The harsh reality of the weight of her responsibility, the painful truth that even her life is fragile hangs on her weary shoulders even as life doesn’t stop to allow her to mourn her own death. Buffy is obviously angry, hurting, and possibly confused about her future. We see this theme again throughout the series, as she has to decide if she should bother planning a future in her life: career, love, even just graduating or getting through tomorrow. The fragility of her role in the world crashed into her path of vision, and she had to face that in the 60 seconds of clinical death (and later with the appearance of another Chosen One).

This stings close to home for people who deal with real life depression, over loss in their lives, or any of the other reasons that mental illness comes crashing down or tries to suffocate us. Often, the people around us give up trying to support us, and withdraw, leaving us to lash out or sometimes give up.

Perhaps Joss didn’t fail as much as I first said.
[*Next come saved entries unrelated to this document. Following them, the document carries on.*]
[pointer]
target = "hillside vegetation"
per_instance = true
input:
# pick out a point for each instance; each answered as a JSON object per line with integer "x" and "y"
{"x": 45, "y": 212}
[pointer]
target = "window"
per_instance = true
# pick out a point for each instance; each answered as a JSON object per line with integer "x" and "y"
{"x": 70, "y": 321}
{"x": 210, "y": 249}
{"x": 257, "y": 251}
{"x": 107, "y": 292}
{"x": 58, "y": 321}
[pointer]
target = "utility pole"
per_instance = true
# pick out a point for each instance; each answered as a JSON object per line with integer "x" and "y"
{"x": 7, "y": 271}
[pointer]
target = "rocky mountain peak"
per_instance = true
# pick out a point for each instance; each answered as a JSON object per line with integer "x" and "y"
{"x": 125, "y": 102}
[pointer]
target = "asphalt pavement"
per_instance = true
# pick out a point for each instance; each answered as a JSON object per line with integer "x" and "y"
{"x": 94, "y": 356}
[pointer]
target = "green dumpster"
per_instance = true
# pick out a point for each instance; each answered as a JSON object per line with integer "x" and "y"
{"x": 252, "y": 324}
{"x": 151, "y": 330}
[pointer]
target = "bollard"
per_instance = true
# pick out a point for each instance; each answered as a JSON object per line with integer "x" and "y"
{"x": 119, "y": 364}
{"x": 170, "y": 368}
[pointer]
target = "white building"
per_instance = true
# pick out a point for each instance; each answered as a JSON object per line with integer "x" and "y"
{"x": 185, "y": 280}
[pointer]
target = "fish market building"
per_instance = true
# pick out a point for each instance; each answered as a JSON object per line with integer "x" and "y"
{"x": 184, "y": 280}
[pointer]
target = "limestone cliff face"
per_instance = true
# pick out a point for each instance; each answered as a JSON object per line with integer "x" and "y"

Perhaps, in Buffy, he has attempted to personify the utter helplessness and angst that people in a deep depression sometimes feel. Perhaps, he has done a perfect job of showing what it feels like to not be able to yell out exactly what is going on inside, how it feels to have suffered what you have suffered because no one really can truly empathize, no one can truly feel your pain

Perhaps.

If only defeating your demons was as simple as smashing a set of bones with a giant mallet.